ハットピンは女性の大きな帽子がずれないように髪に固定しておくために使われた長いピン。19世紀に登場し、装飾的な美しいものも多く作られた。護身用の武器代わりに使われた事件もあったという。
20世紀に入り女性がコルセットから解放され、1920年代になるとヘアスタイルも短くシンプルになり、頭をすっぽり覆う釣鐘型のクロシェが大流行。

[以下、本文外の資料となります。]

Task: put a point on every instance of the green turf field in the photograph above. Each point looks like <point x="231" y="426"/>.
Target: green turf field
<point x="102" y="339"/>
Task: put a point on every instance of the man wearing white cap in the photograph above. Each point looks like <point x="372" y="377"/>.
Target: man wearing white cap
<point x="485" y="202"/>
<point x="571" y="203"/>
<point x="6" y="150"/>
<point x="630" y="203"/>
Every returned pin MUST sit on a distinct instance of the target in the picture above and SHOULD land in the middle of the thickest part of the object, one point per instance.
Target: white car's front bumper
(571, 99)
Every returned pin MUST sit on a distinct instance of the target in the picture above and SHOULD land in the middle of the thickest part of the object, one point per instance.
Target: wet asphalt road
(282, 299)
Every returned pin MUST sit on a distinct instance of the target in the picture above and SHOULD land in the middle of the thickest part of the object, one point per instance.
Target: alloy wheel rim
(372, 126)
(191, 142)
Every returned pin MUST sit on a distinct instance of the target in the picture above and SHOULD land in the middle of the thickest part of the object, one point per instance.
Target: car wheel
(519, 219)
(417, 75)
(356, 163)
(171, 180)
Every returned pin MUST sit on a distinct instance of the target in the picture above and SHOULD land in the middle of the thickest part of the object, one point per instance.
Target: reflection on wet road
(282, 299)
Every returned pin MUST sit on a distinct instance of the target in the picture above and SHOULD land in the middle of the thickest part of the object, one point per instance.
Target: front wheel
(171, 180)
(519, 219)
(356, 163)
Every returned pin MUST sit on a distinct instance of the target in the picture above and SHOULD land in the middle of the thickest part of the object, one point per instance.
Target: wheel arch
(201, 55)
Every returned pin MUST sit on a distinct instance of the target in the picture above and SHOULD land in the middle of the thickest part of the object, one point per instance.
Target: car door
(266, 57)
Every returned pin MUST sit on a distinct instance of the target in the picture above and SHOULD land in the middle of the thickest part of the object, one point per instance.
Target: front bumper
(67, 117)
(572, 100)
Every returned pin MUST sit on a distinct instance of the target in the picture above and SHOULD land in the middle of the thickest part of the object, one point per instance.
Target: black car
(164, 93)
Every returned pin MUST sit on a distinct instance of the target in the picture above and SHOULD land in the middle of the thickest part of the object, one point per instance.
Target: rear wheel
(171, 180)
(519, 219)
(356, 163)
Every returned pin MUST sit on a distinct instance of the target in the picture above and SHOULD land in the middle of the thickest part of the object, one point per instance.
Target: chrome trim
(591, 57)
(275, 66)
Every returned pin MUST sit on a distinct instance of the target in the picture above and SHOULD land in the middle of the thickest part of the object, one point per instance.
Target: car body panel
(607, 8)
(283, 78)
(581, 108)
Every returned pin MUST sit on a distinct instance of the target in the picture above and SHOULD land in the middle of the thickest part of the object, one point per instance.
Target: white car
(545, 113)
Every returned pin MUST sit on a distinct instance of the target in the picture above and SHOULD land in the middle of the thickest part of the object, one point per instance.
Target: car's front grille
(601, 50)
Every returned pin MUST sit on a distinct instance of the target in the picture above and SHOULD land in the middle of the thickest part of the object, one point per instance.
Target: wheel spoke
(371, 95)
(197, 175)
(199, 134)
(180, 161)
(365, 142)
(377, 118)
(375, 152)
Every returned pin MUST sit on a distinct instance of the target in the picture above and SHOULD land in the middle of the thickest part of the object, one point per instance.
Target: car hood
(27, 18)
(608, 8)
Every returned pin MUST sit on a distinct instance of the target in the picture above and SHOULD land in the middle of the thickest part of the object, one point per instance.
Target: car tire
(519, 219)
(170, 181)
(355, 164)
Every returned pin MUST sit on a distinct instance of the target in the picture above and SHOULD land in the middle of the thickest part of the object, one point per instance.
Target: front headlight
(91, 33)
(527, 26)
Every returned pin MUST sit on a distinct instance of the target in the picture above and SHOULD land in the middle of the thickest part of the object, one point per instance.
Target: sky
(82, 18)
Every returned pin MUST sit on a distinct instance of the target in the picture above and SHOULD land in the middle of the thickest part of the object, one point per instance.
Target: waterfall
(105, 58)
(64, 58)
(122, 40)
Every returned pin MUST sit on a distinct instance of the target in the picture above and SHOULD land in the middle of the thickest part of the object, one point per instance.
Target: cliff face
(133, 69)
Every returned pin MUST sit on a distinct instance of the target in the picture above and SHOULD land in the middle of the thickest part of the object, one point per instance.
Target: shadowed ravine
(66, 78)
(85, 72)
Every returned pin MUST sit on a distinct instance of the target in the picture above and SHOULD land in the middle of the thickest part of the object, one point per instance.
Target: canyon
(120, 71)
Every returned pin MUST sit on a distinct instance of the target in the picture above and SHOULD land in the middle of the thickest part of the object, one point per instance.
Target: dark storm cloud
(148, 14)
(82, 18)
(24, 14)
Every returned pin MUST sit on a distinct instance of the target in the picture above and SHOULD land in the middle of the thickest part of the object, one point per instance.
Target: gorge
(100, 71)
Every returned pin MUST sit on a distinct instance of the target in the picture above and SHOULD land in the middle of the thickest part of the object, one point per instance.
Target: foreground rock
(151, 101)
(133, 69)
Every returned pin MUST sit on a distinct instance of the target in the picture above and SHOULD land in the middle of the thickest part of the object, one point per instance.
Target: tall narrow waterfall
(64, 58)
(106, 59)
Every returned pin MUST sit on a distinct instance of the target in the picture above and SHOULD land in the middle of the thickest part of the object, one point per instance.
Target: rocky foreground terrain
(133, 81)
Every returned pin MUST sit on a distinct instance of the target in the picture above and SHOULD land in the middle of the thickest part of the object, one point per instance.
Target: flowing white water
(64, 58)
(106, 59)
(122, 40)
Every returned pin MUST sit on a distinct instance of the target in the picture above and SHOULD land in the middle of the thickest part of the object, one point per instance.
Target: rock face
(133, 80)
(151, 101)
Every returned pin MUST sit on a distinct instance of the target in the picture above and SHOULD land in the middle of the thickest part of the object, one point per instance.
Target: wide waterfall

大きな帽子と共にハットピンも使われなくなっていった。
ドラマの中では、タペンスが「ハットピンなんて、もう4年も使ってない」と言っていた。

タペンスが誘惑に抗えずに購入した最新流行の帽子。

容疑者のドリスが被っていたのは、かぎ針編みのニット帽。

【参考サイト】
ハットピンの意外な使われ方(外部リンク)>>
・【ハットピンの歴史】美しき装飾品が●●に?!驚きの事件とその顛末!(外部リンク)>>

 

【アイヴァー・ノヴェロ】

映画好きのアルバートがこの回で熱く語っているのは、アイヴァー・ノヴェロ(作曲家、歌手、俳優)。
ノヴェロが主演しているサイレント映画「ねずみ/The Rat」(1925年)とその続編「ねずみの凱旋/The Triumph of the Rat」(1926年)を、トミーに熱心に勧めていた。
ノヴェロは1927年には、ヒッチコックのサイレント映画「下宿人」と「ダウンヒル」に出演している。
また、ロバート・アルトマンの「ゴスフォード・パーク」(2001年)には、イギリスのカントリーハウスのゲストとしてノヴェロ(ジェレミー・ノーザム演)が登場する。

【原作との違い】

原作ではバロネス・オルツィの「隅の老人」を真似てABCショップでチーズケーキとミルクを注文し、新聞記事の情報だけを元に推理を展開、最後にマリオット警部も登場する。
一方、ドラマではABCショップでチーズケーキとミルクは注文するが、「隅の老人」についての言及はない。また実際に犯行現場のサニングデールまで赴き、現場を捜査しながら真相にたどりつく。マリオット警部は登場しない。